Likewise, I’d trust, as does White, the Michigan index that leans on what I predicted for oil prices versus the index that leans on the extremely popular misconception that the labor market is strong in the sense of showing a vibrant and resilient economy (one with high demand pressing us to higher production):
The divergence between the two likely comes from the Michigan’s greater emphasis on frequent expenditures and business conditions, while the Conference Board’s index is more focused on the jobs market. As an employee, the jobs market has looked pretty good, boosting the Conference Board’s index, while the Michigan survey is more influenced by rising prices and conditions for small-business holders, which have been less rosy.

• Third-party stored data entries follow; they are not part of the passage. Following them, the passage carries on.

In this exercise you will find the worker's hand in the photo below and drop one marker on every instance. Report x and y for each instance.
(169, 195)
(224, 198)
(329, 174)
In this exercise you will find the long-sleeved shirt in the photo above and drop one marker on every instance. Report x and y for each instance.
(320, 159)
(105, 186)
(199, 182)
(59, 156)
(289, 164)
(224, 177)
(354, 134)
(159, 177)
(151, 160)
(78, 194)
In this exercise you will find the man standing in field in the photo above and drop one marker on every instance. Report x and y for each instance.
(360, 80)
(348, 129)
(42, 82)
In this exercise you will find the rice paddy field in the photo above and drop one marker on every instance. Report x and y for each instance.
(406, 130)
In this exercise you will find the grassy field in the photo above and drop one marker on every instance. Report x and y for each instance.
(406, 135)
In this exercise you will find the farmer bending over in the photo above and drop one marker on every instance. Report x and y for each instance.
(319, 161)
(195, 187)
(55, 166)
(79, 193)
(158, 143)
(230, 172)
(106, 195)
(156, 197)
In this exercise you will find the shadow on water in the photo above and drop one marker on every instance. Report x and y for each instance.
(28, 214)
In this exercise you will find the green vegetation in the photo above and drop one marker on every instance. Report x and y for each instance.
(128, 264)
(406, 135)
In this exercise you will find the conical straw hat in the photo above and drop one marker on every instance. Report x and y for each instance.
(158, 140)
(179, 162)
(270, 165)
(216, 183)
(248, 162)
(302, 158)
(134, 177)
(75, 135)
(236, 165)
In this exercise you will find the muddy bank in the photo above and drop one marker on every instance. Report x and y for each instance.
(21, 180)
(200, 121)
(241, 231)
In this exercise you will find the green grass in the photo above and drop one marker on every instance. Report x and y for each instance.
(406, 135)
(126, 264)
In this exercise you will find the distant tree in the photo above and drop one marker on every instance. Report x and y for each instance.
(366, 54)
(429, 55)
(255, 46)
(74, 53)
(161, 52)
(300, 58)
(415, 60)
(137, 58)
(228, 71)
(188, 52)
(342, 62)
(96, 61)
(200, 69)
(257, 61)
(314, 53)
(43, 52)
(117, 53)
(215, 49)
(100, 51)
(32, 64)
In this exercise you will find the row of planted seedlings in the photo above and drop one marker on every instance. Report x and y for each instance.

“As and employee.” Exactly. The individual laborer is strengthen when labor competition is weakened due to a severe shortage of laborers. These “prices and conditions,” of course, are always hugely contingent upon the cost of energy that goes into production and transportation of materials and eventual products, which is where White is going with that:
The Michigan survey is in fact very sensitive to gas prices. In the model, I added the average gas price to the model’s original inputs (i.e. ex Michigan). Doing so also improves the model’s fit, and as the chart below shows, implies notably weaker, and negative, PCE growth – and therefore an economy that would likely already be in a recession.
My claim has been we really already are in a recession of sorts, which shows clearly in GDI, which normally tracks exactly with GDP (and slightly leads it), and not in GDP, which is the party that has strayed in this normally tight courtship, as Roberts explains in his own article.

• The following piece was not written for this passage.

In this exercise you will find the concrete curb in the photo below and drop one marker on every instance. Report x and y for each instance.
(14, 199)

In the graph below, the barely visible dotted line shows where the Michigan Index would be if energy prices are fully factored in based on where they have gone:
In recession territory.
That is where sentiment would be if gas prices had been as high as they now are and as they are likely to remain.
Tailwinds remain for oil, and therefore the nascent recent rise in gas prices is poised to continue as well. That could be the final straw which unseats the US consumer and tips the US into a recession.
The point being that, as gas prices rise, consumer sentiment can quickly change. When that happens right as the last of consumer savings becomes largely depleted in October at a time when credit has nearly maxed out and becomes hugely pricey because of Fed interest hikes, then the economy can quickly make that shift into an unmistakeable recession. When consumers stop buying out of their remaining savings and petroleum-based energy prices press them to cut other budget areas to meet their heating and commuting needs, the nascent recession will open up beneath our feet.
It is already there in so many ways, masked by the gross misunderstanding of labor. An increase in CPI, correspondent with rising energy prices that effect the price of everything, will really push the consumer hard and turn not just the sentiment of consumers but the sentiment of stock investors and bond investors as well when they see those CPI number start to rise again … just like the PCE inflation numbers already are doing.
The Fed’s apple cart is going to tip over just as we get to that cider time of year.